(503) 538-7358         200 N. Edwards St., Newberg, OR  97132

Dentistry for Kids

What to Expect at the First Visit

A child’s first visit to the dentist should be positive.  Children are not born with a fear of the dentist, but they can fear the unknown.  Our staff uses pleasant, simple words to describe your child’s first dental visit and treatment. We want you both to feel at ease from the moment your family arrives at our office.

When New Teeth Arrive

Your child’s first tooth erupts between ages 6-12 months and the remainder of their 20 primary (or baby) teeth typically erupt by age 3. During this time, gums may feel tender and sore, causing your child to feel irritable. To help alleviate this discomfort, we recommend that you soothe the gums by rubbing a clean finger or a cool, wet cloth across them. You may also choose to use a teething ring.
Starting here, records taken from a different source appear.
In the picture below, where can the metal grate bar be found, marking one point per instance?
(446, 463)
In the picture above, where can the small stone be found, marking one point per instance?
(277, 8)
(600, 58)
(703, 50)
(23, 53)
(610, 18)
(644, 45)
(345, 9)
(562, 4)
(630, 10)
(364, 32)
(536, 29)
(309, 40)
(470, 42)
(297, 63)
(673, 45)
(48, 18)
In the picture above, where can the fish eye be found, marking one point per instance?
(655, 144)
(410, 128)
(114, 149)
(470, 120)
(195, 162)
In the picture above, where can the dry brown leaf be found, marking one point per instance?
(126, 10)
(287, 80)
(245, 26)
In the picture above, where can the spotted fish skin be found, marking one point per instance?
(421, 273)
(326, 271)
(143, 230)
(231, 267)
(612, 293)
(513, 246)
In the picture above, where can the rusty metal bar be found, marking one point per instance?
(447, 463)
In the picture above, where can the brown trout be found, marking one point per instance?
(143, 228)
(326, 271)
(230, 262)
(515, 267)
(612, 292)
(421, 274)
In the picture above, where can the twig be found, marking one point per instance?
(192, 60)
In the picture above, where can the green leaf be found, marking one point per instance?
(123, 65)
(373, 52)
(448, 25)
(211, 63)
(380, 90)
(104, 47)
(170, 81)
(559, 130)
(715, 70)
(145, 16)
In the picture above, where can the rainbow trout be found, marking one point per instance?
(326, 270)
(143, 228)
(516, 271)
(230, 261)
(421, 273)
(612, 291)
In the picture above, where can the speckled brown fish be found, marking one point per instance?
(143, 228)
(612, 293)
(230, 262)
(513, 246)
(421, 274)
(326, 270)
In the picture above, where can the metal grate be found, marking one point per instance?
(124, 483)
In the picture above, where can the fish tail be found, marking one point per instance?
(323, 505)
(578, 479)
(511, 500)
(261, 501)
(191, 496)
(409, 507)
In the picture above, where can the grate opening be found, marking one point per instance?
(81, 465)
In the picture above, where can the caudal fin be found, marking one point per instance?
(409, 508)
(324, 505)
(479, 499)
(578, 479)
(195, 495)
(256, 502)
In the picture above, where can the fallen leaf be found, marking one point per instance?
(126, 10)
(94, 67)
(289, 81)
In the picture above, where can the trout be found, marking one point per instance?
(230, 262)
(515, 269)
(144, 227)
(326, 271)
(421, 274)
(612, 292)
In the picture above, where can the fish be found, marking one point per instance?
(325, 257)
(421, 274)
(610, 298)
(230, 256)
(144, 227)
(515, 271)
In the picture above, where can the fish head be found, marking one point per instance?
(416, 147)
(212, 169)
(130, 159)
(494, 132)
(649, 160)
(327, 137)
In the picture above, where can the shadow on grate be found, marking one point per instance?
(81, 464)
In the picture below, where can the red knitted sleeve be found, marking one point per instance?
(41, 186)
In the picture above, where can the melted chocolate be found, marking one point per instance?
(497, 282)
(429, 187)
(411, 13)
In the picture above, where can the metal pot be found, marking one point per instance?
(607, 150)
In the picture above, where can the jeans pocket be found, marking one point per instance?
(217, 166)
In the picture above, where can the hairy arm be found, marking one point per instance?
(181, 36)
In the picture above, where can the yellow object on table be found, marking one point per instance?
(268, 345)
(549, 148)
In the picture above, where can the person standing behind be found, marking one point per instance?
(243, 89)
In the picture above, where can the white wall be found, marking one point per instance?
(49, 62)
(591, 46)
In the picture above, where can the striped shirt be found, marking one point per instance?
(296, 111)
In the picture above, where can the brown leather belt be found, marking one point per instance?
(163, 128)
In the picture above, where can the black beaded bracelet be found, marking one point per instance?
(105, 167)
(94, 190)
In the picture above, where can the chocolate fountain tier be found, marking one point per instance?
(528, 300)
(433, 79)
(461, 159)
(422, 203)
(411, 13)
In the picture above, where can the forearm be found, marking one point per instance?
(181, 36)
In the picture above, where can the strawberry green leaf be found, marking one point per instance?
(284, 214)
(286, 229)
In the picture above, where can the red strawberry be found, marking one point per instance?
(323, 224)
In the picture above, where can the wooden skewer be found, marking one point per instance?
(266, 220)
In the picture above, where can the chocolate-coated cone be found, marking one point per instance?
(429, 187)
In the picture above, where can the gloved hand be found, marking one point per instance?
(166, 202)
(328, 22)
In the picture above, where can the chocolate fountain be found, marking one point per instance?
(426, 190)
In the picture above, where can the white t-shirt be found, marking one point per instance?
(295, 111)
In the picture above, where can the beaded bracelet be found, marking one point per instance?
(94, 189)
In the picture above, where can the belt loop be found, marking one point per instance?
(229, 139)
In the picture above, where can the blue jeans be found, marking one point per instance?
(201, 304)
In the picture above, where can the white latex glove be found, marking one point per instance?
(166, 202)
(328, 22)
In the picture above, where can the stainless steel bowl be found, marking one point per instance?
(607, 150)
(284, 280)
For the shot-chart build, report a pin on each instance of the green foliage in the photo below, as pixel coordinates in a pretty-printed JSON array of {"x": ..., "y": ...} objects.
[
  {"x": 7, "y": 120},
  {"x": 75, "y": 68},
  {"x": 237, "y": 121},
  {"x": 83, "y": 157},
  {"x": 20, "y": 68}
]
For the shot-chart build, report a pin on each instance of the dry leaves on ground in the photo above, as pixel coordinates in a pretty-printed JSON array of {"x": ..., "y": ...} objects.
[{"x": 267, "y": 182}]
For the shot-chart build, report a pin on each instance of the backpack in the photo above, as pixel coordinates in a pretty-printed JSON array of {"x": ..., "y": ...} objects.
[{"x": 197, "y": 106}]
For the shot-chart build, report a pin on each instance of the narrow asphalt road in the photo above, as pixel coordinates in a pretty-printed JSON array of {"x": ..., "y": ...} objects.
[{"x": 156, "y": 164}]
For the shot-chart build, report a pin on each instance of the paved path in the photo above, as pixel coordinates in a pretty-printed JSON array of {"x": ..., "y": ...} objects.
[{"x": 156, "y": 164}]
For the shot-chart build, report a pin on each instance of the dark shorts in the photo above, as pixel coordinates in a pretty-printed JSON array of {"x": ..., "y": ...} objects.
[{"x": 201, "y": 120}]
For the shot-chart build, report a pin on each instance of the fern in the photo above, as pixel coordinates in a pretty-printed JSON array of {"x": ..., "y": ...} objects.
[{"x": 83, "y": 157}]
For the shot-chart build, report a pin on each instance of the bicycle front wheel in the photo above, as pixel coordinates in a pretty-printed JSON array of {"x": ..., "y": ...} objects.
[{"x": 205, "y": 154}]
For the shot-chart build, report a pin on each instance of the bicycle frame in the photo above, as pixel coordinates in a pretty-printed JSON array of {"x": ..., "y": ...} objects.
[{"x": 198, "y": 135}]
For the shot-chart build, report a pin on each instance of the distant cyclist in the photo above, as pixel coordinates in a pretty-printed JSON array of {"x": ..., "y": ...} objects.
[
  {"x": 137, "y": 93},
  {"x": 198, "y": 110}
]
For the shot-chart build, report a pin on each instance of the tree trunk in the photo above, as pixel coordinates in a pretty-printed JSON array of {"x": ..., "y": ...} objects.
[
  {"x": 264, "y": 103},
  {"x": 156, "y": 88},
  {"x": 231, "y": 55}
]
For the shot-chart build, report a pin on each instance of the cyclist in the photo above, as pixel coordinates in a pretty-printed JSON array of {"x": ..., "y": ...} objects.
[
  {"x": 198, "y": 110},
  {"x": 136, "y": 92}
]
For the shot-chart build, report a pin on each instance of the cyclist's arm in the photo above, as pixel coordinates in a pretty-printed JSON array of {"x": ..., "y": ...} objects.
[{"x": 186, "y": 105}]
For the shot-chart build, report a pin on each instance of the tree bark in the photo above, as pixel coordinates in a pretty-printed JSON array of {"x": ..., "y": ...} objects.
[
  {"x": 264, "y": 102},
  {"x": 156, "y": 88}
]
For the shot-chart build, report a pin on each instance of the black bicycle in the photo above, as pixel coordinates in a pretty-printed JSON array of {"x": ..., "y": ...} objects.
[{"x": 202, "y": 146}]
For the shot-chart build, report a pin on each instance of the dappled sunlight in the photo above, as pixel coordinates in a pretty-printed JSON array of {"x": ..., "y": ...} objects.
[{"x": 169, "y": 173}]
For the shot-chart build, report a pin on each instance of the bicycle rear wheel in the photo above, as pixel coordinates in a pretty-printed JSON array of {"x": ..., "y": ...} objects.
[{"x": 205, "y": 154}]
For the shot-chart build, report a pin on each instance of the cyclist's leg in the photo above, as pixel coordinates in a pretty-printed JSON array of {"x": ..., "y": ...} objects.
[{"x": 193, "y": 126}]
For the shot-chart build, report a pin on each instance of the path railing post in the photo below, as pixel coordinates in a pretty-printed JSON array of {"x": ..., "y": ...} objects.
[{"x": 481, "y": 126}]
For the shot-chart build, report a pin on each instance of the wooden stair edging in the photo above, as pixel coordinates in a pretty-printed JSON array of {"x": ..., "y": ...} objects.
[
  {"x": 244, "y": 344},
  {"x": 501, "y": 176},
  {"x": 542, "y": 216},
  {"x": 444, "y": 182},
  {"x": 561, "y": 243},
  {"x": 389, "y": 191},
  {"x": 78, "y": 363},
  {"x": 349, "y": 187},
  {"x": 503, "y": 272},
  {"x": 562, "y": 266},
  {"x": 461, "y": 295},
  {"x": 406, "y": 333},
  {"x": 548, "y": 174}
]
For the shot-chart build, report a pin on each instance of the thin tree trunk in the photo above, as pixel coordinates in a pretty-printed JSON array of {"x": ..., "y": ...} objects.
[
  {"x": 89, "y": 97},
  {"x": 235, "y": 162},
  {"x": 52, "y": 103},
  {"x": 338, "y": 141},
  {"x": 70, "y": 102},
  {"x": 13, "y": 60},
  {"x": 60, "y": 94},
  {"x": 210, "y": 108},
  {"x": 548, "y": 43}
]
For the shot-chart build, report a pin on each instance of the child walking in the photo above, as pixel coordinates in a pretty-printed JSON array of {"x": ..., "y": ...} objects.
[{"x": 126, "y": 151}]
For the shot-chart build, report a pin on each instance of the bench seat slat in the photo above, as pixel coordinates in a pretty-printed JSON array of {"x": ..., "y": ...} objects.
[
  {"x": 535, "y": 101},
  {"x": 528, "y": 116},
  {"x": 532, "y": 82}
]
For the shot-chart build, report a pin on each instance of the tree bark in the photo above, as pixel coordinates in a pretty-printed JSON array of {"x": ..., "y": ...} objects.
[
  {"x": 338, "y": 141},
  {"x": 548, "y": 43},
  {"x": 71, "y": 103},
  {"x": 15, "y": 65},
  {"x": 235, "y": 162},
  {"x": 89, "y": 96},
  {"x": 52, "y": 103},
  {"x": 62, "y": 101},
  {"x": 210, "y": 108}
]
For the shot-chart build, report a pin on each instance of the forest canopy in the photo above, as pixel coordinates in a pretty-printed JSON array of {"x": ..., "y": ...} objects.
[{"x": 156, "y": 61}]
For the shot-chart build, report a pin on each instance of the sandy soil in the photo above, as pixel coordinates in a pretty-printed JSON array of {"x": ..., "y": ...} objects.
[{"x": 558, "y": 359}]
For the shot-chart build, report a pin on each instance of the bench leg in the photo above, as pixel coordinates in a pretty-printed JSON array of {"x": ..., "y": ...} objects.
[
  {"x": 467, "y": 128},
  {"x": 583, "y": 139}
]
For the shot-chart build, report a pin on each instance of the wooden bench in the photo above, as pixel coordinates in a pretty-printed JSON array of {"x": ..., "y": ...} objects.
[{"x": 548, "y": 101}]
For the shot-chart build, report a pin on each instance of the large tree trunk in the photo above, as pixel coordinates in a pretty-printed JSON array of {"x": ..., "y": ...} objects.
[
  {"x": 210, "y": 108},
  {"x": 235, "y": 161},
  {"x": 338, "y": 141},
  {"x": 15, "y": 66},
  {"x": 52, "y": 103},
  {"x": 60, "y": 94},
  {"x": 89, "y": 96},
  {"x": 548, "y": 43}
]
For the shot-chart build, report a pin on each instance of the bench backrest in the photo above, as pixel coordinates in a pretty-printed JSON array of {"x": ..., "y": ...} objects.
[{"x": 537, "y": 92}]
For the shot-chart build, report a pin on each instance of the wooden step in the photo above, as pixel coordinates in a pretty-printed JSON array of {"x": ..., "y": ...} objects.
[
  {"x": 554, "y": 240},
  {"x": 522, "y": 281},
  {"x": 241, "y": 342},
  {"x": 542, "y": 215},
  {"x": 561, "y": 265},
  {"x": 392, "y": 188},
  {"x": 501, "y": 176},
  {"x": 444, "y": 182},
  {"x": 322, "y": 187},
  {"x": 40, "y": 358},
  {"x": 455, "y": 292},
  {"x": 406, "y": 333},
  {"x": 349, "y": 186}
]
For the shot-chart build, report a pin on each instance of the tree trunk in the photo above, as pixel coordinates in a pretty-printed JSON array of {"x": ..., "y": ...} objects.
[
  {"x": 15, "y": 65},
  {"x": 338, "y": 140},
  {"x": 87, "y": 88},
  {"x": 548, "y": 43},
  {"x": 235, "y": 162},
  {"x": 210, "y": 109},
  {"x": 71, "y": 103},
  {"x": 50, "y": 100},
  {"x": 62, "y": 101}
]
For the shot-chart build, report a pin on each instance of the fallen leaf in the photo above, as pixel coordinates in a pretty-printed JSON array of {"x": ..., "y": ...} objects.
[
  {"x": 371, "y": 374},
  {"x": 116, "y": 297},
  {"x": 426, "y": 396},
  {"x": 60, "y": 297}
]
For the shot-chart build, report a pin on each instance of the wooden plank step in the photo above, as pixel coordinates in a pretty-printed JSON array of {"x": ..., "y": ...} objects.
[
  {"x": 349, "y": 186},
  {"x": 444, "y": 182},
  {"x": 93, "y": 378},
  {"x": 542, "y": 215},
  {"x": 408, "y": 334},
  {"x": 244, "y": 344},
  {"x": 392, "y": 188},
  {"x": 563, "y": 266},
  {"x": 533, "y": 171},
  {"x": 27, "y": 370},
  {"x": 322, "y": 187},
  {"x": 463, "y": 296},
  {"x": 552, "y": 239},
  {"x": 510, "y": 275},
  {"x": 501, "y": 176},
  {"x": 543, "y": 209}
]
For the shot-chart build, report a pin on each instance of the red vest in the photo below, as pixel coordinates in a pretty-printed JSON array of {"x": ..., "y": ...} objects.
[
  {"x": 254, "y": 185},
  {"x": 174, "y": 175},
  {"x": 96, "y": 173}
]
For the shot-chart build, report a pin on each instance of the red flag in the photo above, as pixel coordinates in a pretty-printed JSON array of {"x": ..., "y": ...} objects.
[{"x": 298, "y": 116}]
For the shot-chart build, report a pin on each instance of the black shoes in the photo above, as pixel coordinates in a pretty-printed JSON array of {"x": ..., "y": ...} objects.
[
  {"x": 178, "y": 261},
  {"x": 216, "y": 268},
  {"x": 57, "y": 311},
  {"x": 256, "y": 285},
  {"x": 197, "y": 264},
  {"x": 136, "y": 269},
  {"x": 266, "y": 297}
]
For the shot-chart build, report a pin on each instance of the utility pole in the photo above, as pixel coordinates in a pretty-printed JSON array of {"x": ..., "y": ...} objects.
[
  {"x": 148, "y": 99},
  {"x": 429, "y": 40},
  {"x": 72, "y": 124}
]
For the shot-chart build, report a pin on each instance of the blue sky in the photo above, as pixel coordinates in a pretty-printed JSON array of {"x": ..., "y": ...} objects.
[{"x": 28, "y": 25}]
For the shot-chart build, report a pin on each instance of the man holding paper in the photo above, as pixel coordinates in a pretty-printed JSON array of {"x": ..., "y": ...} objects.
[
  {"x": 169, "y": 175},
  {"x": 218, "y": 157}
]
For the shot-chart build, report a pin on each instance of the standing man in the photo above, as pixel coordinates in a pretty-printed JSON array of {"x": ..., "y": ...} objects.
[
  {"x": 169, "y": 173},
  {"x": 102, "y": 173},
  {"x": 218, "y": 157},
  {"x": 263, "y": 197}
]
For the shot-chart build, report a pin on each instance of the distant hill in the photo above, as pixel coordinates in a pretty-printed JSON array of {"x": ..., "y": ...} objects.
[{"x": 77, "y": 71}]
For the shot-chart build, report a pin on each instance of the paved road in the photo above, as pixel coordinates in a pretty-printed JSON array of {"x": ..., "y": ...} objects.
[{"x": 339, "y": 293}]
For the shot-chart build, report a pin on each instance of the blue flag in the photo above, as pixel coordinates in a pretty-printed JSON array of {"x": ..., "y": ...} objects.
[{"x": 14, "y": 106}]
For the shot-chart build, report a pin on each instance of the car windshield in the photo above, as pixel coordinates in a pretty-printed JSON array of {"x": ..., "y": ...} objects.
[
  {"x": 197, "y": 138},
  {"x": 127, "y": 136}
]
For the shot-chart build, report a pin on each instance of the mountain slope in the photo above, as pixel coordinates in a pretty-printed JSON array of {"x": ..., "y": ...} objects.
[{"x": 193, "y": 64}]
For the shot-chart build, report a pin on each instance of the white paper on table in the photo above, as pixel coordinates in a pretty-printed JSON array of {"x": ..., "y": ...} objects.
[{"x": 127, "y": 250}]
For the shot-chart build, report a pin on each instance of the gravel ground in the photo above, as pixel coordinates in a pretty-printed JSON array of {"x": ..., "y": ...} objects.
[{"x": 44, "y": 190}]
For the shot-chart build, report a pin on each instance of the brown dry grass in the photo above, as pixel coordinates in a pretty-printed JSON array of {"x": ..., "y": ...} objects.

Your child’s permanent teeth begin erupting at age 6 and continue until age 21. Adults have 28 permanent teeth, or 32 including wisdom teeth.

Healthy Oral Hygiene Habits

Sugary foods and liquids can attack new teeth, so take care that your child brushes their teeth in the morning and at night.  Brushing can be fun, and your child should brush as soon as the first tooth arrives.  When a baby’s tooth erupts, parents should brush the tooth with a soft-bristled toothbrush and a pea-sized amount of toothpaste.

Flossing is also a part of good oral hygiene habits, and Dr. Brecke will discuss with you the right time to start flossing. If you notice signs of decay, contact our office.

Preventing Tooth Decay

Tooth decay is preventable.  Tooth decay is caused by sugars left in your mouth that turn into an acid, which can break down teeth.  Children are at high risk for tooth decay for a simple reason — many children and adolescents tend to be lax in their oral hygiene habits.  Proper brushing and flossing routines combined with regular dental visits and a low-sugar diet help keep tooth decay at bay.

Your child should visit the dentist every 6 months for regular dental cleanings and checkups.  We recommend fluoride treatments twice a year along with cleanings to keep teeth their strongest.  We also recommend tooth sealants because they seal the deep grooves in your child’s teeth, preventing decay from forming in these hard-to-reach areas.  Sealants last for several years and will be monitored at your regular checkups.

Most importantly, good oral hygiene can be maintained through good dietary habits.  Juices and sodas wreak havoc in your mouth and the rest of your body.  Please limit these treats to special occasions, and teach your children that healthy eating is important to life-long happiness.